The Have-nots. These companies sell narrow point solutions, have relatively higher churn, sell to user bases whose jobs are in the crosshairs of automation, and lack the leadership and culture to ship or buy their way to a meaningful AI product. They lack deep proprietary data.
Certain categories are naturally better positioned: ERP, CRM, customer service, HRIS, CAD, EDA, and other broad systems. General purpose agents need their data, and they have an opportunity to build an agent-powered intelligence layer into their interface. They can own both sides of the stack and be well positioned on the other side of the AI transition.
On the other hand, software companies whose value is in making it easy for humans to interact with their data - an interface layer - these businesses are in trouble. When the agent becomes the interface, there will be little ground for them to stand on.
What comes next
The market is overreacting, but it’s directionally right.
The AI era is massively expanding the surface area of computing. Humans no longer need to be present for compute-intensive work. AI agents will take actions on humanity’s behalf, enable new use cases for technology, and unlock productivity gains we’re only just beginning to see. The total market for software will be far larger in the future than it is today.
But that doesn’t protect software companies from disruption at the hands of AI. Value will shift as agents become a foundational part of the way humans interface with applications.
Software companies that settle for being a plugin will watch other companies’ agents capture their user relationship, pricing power, and market value.
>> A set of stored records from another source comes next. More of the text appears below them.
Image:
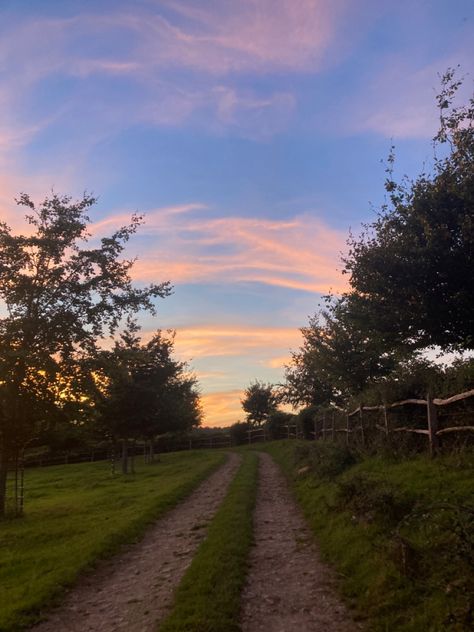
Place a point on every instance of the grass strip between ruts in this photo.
(208, 597)
(77, 514)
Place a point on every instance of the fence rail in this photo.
(361, 426)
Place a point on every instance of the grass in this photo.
(400, 533)
(76, 514)
(208, 597)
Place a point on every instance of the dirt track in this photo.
(288, 589)
(133, 591)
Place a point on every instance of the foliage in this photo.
(208, 597)
(277, 423)
(143, 391)
(325, 459)
(337, 359)
(59, 295)
(77, 514)
(259, 401)
(411, 271)
(399, 534)
(238, 433)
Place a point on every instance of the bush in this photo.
(373, 500)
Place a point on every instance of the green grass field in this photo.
(400, 533)
(208, 597)
(76, 514)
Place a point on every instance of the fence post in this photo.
(432, 425)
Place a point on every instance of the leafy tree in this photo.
(337, 359)
(59, 295)
(260, 400)
(238, 433)
(143, 391)
(277, 423)
(411, 272)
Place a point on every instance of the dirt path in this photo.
(289, 589)
(134, 590)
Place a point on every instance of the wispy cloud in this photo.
(300, 253)
(222, 408)
(218, 340)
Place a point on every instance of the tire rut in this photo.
(288, 587)
(133, 591)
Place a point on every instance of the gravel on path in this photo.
(288, 588)
(133, 591)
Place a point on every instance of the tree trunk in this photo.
(124, 456)
(3, 483)
(132, 459)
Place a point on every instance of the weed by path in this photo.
(208, 598)
(401, 533)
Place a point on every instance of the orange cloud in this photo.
(201, 342)
(222, 408)
(301, 253)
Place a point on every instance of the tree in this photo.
(259, 401)
(277, 424)
(59, 295)
(142, 391)
(338, 359)
(411, 272)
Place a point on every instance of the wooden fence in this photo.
(356, 423)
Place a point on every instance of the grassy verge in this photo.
(401, 533)
(76, 514)
(208, 597)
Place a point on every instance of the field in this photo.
(76, 514)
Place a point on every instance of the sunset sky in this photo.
(250, 133)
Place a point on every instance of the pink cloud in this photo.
(238, 340)
(250, 35)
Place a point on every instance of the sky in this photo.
(251, 134)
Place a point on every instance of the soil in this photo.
(288, 587)
(133, 591)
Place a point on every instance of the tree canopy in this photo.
(411, 271)
(260, 400)
(60, 292)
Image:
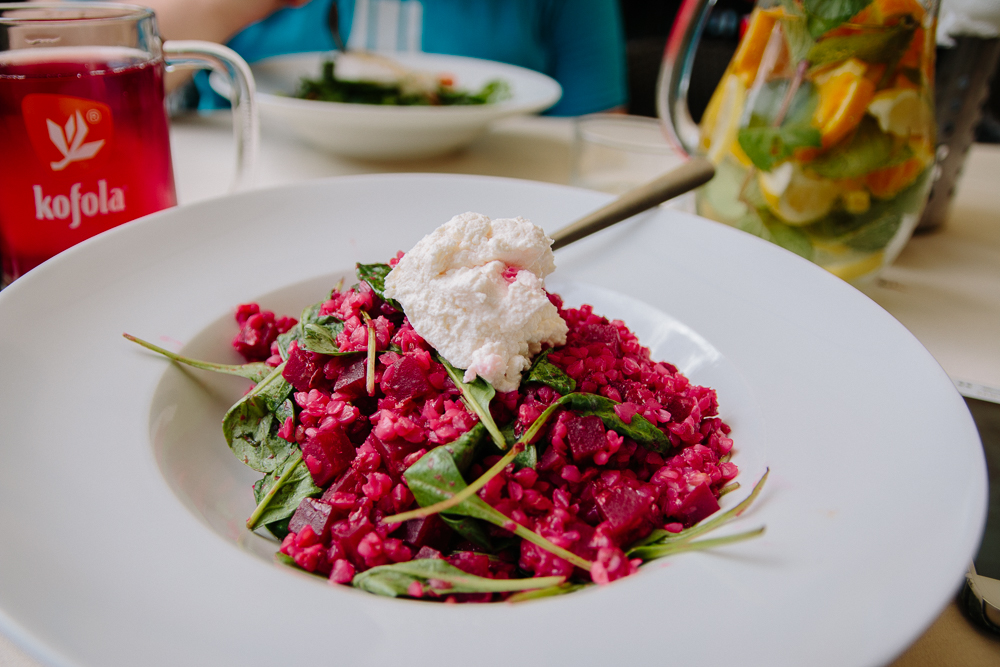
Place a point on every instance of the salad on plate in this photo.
(360, 77)
(446, 429)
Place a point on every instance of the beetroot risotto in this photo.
(384, 470)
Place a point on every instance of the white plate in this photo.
(111, 556)
(375, 132)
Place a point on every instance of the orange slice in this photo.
(750, 52)
(877, 12)
(843, 98)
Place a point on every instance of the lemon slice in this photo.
(796, 197)
(720, 123)
(851, 271)
(901, 111)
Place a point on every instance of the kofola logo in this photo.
(67, 132)
(101, 202)
(69, 135)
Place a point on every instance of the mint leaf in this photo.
(797, 37)
(767, 147)
(868, 150)
(824, 15)
(878, 45)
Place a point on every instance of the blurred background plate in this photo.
(383, 132)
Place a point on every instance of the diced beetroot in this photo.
(347, 534)
(393, 454)
(352, 377)
(257, 331)
(313, 513)
(602, 333)
(700, 503)
(405, 379)
(427, 552)
(623, 507)
(428, 532)
(586, 436)
(583, 547)
(327, 452)
(471, 562)
(349, 482)
(302, 370)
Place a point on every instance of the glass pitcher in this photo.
(821, 129)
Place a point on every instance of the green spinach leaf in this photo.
(640, 429)
(435, 478)
(374, 275)
(279, 495)
(251, 425)
(477, 396)
(322, 338)
(549, 592)
(547, 373)
(254, 372)
(440, 577)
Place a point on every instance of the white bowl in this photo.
(376, 132)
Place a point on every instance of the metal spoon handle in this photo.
(696, 171)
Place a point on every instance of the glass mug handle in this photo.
(675, 74)
(195, 54)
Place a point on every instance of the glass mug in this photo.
(821, 129)
(84, 145)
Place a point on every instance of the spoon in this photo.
(696, 171)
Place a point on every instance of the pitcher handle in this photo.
(196, 54)
(675, 75)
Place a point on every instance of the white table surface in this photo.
(944, 287)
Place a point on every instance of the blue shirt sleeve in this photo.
(587, 44)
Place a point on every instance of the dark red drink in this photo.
(84, 147)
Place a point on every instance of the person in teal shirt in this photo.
(579, 43)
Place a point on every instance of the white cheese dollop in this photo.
(452, 287)
(367, 67)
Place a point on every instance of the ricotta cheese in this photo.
(474, 289)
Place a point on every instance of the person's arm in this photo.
(211, 20)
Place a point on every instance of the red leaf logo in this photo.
(67, 130)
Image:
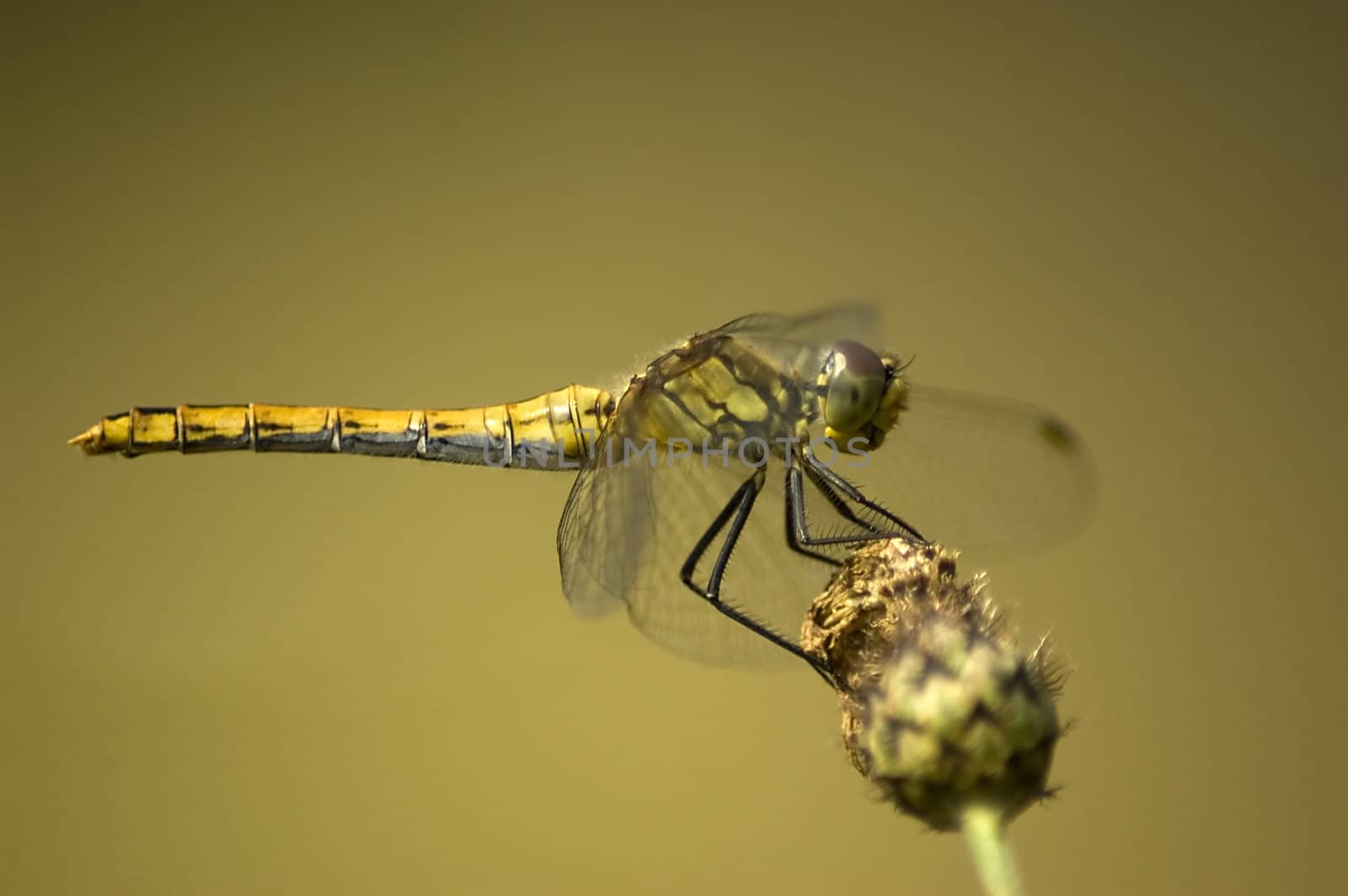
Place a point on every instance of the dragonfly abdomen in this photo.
(548, 431)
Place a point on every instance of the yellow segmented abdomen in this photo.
(553, 430)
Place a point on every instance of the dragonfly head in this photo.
(860, 395)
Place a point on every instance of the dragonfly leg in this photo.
(736, 512)
(826, 482)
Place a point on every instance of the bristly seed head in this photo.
(940, 709)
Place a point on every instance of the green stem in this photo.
(991, 852)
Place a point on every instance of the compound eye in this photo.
(855, 387)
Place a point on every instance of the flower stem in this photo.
(992, 857)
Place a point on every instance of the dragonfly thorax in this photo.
(860, 397)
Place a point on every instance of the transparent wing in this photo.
(630, 527)
(971, 471)
(979, 473)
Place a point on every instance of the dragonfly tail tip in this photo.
(87, 441)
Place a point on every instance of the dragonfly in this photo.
(674, 471)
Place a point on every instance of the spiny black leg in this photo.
(736, 511)
(792, 542)
(821, 476)
(826, 473)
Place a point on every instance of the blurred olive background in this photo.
(294, 674)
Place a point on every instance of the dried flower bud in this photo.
(939, 707)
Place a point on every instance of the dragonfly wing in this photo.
(979, 473)
(630, 527)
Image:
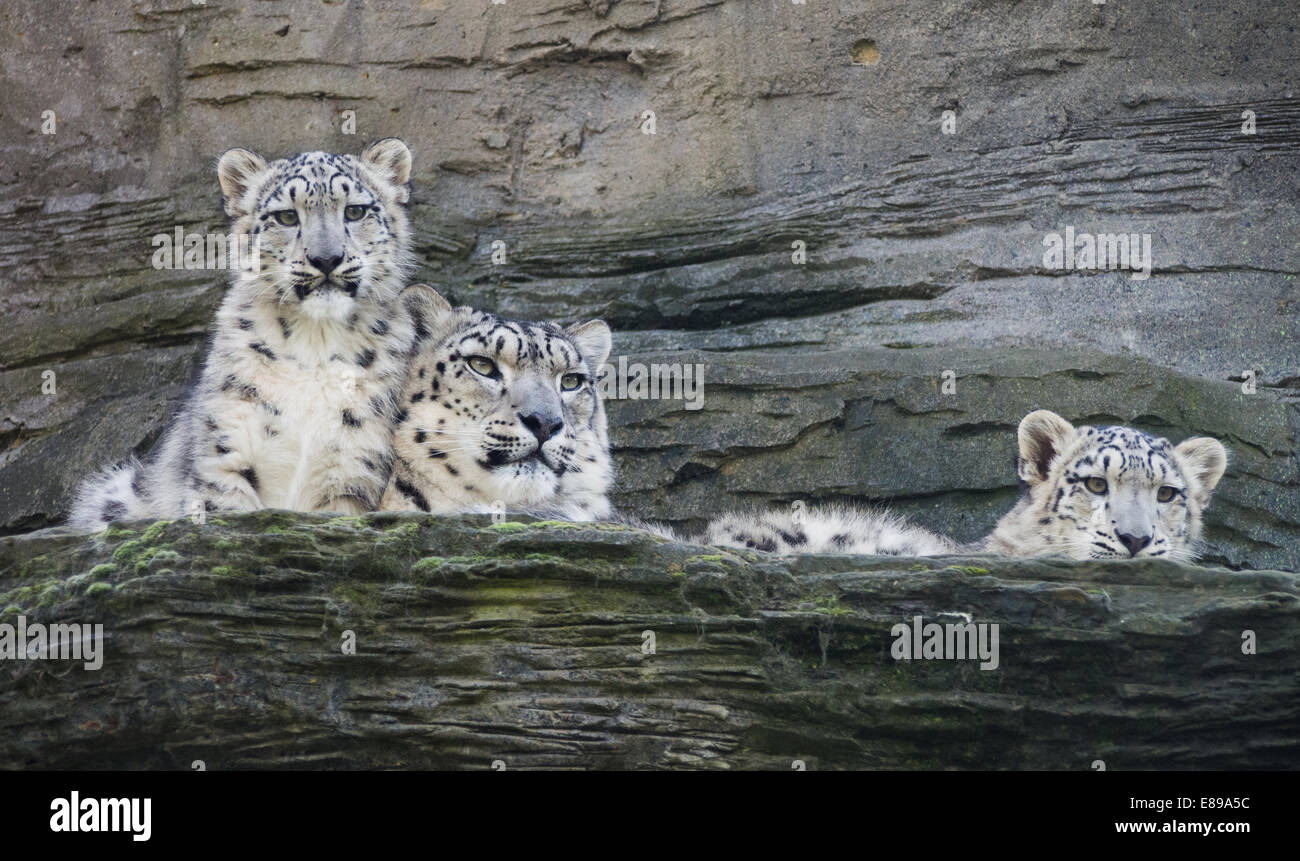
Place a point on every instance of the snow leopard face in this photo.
(1109, 493)
(502, 414)
(328, 230)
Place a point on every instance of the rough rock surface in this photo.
(775, 122)
(528, 645)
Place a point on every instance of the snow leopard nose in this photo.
(326, 263)
(1132, 541)
(542, 425)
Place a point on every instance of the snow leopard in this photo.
(1106, 493)
(297, 398)
(502, 415)
(1090, 493)
(826, 529)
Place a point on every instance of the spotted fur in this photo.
(502, 415)
(826, 529)
(1147, 500)
(1106, 493)
(295, 402)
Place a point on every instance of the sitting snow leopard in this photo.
(295, 402)
(1106, 493)
(1091, 493)
(502, 414)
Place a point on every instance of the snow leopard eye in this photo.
(484, 366)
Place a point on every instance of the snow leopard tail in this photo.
(113, 494)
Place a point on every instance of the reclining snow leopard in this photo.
(1090, 493)
(505, 415)
(295, 402)
(502, 415)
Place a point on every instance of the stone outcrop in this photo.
(557, 645)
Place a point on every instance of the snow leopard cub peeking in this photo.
(1106, 493)
(502, 415)
(1091, 493)
(295, 402)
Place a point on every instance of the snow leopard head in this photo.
(502, 414)
(1110, 492)
(325, 230)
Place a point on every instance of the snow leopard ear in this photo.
(430, 314)
(1043, 436)
(238, 171)
(1207, 459)
(391, 160)
(593, 341)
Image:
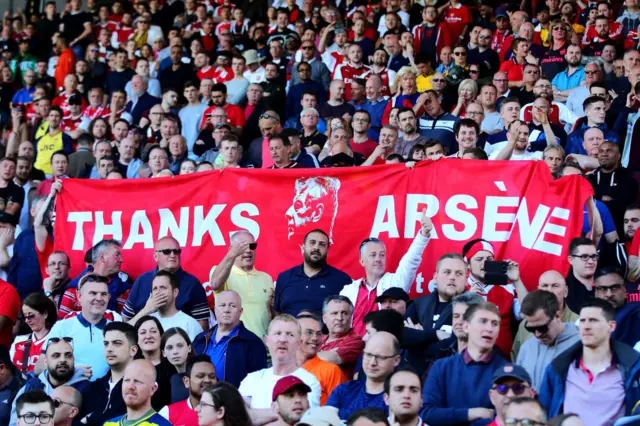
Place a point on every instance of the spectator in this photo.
(107, 399)
(283, 339)
(467, 377)
(308, 285)
(40, 314)
(234, 272)
(138, 386)
(381, 355)
(554, 282)
(542, 316)
(191, 299)
(609, 285)
(566, 386)
(234, 351)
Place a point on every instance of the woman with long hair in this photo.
(149, 331)
(39, 313)
(222, 405)
(559, 38)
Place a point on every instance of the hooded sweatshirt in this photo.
(535, 357)
(77, 381)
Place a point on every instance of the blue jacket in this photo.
(24, 269)
(453, 387)
(555, 378)
(575, 138)
(245, 354)
(119, 284)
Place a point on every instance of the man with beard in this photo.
(433, 312)
(403, 396)
(86, 328)
(613, 184)
(138, 386)
(329, 375)
(59, 370)
(237, 272)
(120, 348)
(410, 136)
(305, 287)
(233, 350)
(200, 373)
(342, 346)
(290, 400)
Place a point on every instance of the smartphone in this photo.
(495, 272)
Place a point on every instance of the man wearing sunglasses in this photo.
(511, 381)
(191, 299)
(68, 403)
(609, 285)
(543, 319)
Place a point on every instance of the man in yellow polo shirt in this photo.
(236, 272)
(54, 140)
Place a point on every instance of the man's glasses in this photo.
(586, 257)
(523, 422)
(518, 389)
(605, 289)
(542, 329)
(167, 252)
(55, 340)
(30, 418)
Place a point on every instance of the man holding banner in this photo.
(373, 257)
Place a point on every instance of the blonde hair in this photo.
(401, 73)
(469, 83)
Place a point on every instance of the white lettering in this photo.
(243, 222)
(386, 209)
(465, 218)
(529, 230)
(168, 225)
(102, 229)
(553, 229)
(139, 220)
(202, 224)
(78, 236)
(492, 217)
(413, 214)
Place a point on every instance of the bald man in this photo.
(554, 282)
(138, 386)
(380, 357)
(191, 299)
(68, 403)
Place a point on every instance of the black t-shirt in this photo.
(12, 193)
(74, 26)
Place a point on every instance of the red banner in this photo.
(516, 205)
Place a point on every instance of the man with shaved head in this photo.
(379, 358)
(138, 386)
(237, 272)
(233, 349)
(68, 402)
(191, 299)
(554, 282)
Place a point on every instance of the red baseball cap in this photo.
(285, 384)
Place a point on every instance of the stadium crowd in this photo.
(135, 89)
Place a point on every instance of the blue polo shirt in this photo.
(564, 81)
(217, 351)
(295, 291)
(119, 284)
(192, 299)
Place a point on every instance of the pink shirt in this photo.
(601, 394)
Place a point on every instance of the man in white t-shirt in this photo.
(283, 339)
(164, 292)
(516, 146)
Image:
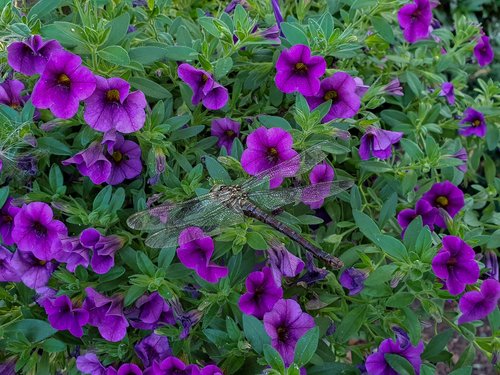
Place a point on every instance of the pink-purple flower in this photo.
(298, 71)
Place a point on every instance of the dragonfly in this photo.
(226, 205)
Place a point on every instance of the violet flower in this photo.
(63, 84)
(113, 106)
(36, 231)
(261, 295)
(415, 20)
(455, 264)
(31, 56)
(476, 123)
(341, 90)
(378, 142)
(267, 148)
(477, 305)
(298, 71)
(447, 196)
(285, 324)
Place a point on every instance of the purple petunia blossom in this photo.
(448, 91)
(478, 305)
(213, 95)
(298, 71)
(483, 51)
(341, 90)
(285, 324)
(377, 365)
(476, 123)
(378, 142)
(267, 148)
(113, 106)
(447, 196)
(415, 20)
(261, 295)
(36, 231)
(153, 348)
(353, 279)
(7, 215)
(31, 56)
(455, 264)
(226, 130)
(62, 315)
(195, 251)
(106, 314)
(63, 84)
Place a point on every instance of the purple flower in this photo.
(267, 148)
(455, 264)
(262, 293)
(377, 365)
(226, 130)
(353, 279)
(378, 142)
(112, 106)
(447, 196)
(423, 209)
(153, 348)
(106, 314)
(195, 251)
(62, 315)
(298, 71)
(478, 305)
(205, 89)
(7, 215)
(285, 324)
(476, 123)
(63, 84)
(448, 90)
(341, 90)
(483, 51)
(35, 230)
(415, 20)
(31, 56)
(34, 272)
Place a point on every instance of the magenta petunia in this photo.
(455, 264)
(36, 231)
(415, 20)
(341, 89)
(298, 71)
(31, 56)
(267, 148)
(113, 106)
(476, 305)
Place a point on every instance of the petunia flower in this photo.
(476, 123)
(353, 279)
(261, 295)
(483, 51)
(455, 264)
(341, 90)
(226, 130)
(63, 84)
(447, 196)
(212, 95)
(36, 231)
(477, 305)
(267, 148)
(298, 71)
(62, 315)
(31, 56)
(378, 142)
(285, 324)
(113, 106)
(415, 20)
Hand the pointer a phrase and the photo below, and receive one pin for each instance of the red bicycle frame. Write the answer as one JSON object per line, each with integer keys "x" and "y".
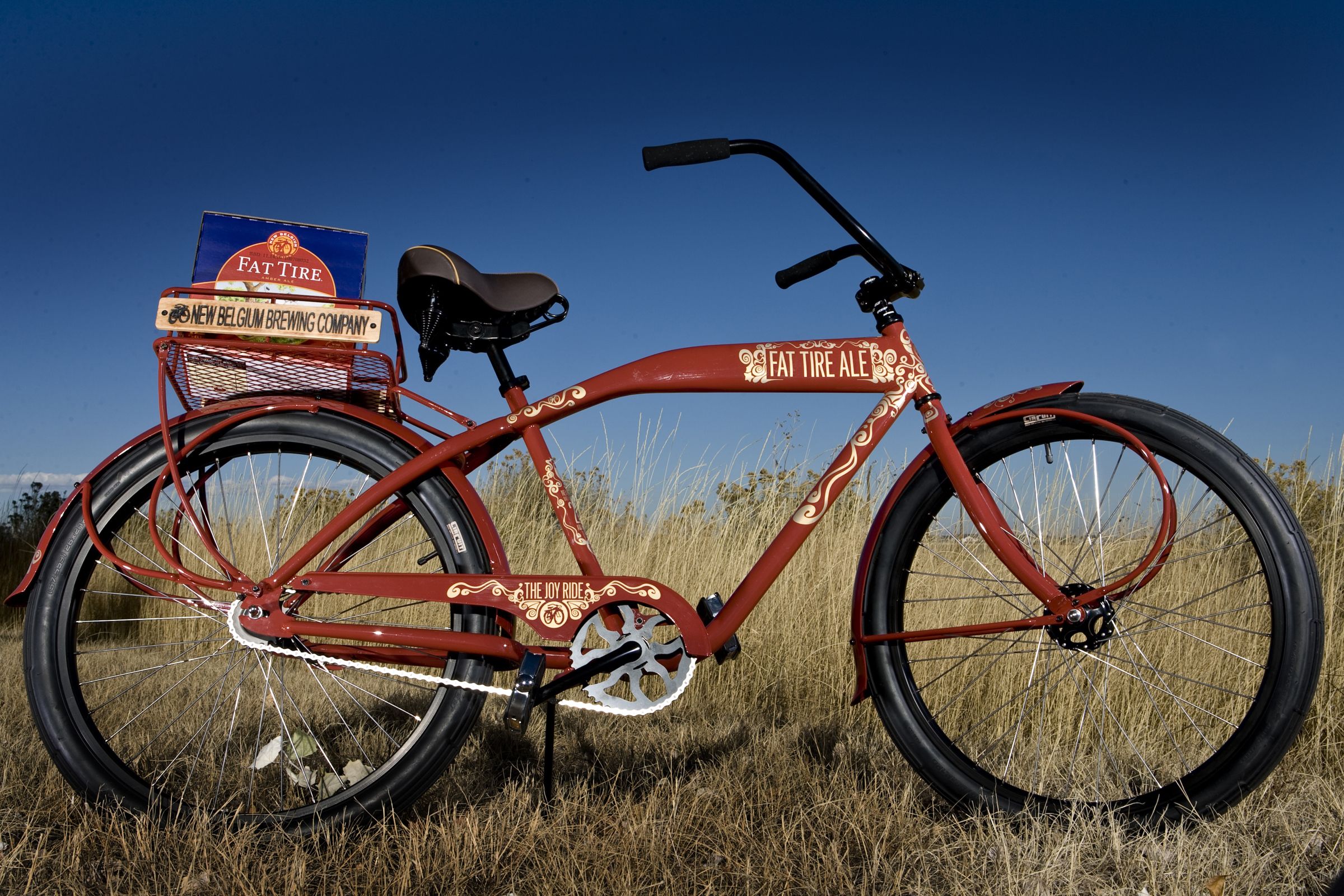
{"x": 554, "y": 606}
Software companies that build agentic capabilities into the application itself, creating an intelligent interface, will come out larger on the other side of this transition.
I have no idea if this will be the bottom for software stocks. But it feels like we are somewhere between “capitulation” and “despair”.
The “dumb pipe” argument is a real bear case for software companies.
To refute it, software companies need to:
Embed agents directly into their interface, and ensure their software provides the agentic workflow that their users want.
Tell a clear story to investors of why their software remains as valuable or more valuable in a world where AI agents take digital actions on human users’ behalf.
Back up that story with AI monetization, with clear metrics and consistent disclosure.
Leverage M&A where possible to accelerate their AI-native product portfolio.
Increase cash generation, and right-size SBC and per-share earnings growth.
Stock markets regularly overshoot. Ben Graham famously called the market a manic-depressive, swinging its estimates of a business’s value from wild optimism to deep pessimism. But markets are also the best forecasting mechanism that humanity has - aggregating our collective intelligence into signals about the future. The magnitude may be wrong, but the direction rarely is.
And right now, the market is sending a very clear signal. Investors, founders, and their companies alike should pay attention - there is a clear path of disruption coming to traditional software companies at the behest of AI. It’s also an opportunity. Now is the time to take it.